In the method of the present invention, the solvent is selected from water or an organic solvent, the organic solvent is selected from one or any combination of an alcohol solvent, an ester solvent, an ether solvent, a ketone solvent, a nitrile solvent and a chloroalkane, and is not limited to these solvents; preferably, the organic solvent is selected from: one or any combination of methanol, ethanol, isopropanol, ethyl acetate, isopropyl acetate, 1, 4-dioxane, tetrahydrofuran THF, acetone and dichloromethane, and preferably one or any combination of methanol, ethanol, isopropanol, ethyl acetate and isopropyl acetate; more preferably methanol, ethanol or isopropanol.
In the method, the drying is preferably vacuum drying, the drying temperature is 40-50 ℃, and the drying time is 1-24 hours.

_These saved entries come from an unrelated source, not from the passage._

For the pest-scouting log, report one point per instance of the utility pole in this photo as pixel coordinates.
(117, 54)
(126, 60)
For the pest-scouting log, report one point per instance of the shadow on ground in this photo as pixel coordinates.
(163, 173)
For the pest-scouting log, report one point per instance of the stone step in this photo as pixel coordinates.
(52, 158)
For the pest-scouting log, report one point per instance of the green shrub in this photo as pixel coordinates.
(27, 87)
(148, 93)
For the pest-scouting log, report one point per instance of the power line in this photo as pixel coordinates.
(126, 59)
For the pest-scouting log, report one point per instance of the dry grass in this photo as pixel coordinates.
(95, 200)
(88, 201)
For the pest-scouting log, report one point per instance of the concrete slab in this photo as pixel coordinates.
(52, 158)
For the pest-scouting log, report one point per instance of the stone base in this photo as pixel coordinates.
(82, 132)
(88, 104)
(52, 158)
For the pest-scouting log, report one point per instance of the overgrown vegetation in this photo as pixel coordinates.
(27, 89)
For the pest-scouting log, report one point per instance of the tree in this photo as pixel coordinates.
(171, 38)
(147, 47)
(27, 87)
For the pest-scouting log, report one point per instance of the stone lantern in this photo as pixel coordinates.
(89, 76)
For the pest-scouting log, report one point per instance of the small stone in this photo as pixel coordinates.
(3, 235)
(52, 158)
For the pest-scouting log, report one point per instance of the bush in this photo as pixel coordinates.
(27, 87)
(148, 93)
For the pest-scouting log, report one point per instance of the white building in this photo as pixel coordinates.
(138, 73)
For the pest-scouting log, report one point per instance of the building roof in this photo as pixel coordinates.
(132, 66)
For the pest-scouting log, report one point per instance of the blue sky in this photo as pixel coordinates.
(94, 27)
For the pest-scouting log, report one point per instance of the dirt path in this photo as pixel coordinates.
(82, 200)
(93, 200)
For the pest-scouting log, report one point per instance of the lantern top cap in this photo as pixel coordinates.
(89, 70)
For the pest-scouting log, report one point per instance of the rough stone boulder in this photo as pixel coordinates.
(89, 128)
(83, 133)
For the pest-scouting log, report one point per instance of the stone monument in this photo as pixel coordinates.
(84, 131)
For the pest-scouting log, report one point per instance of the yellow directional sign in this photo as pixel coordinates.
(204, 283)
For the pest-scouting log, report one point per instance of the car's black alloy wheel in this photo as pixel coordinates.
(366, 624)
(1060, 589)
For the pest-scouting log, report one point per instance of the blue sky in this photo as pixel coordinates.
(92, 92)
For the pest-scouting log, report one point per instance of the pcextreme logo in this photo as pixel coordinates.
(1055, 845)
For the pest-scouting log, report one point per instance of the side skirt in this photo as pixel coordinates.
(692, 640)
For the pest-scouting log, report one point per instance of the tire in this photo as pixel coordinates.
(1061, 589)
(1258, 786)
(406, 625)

The method for the crystal form A of the palbociclib orotate can also be used for selectively adding seed crystals into the solution.
The invention relates to a method for preparing a crystal form A of palbociclib orotate, wherein a seed crystal is obtained by the following method:
preferably, a typical example of the seed crystal according to the present invention includes:
in some preferred schemes of the invention, the invention provides a preparation method of a crystalline form A of palbociclib orotate, wherein the crystalline form A of palbociclib orotate can be obtained by putting 47.7mg (0.1mmol) of palbociclib and 15.6mg (0.1mmol) of orotic acid into a 4mL centrifuge tube, adding 0.5mL of solvent, and stirring at room temperature for 1-3 days.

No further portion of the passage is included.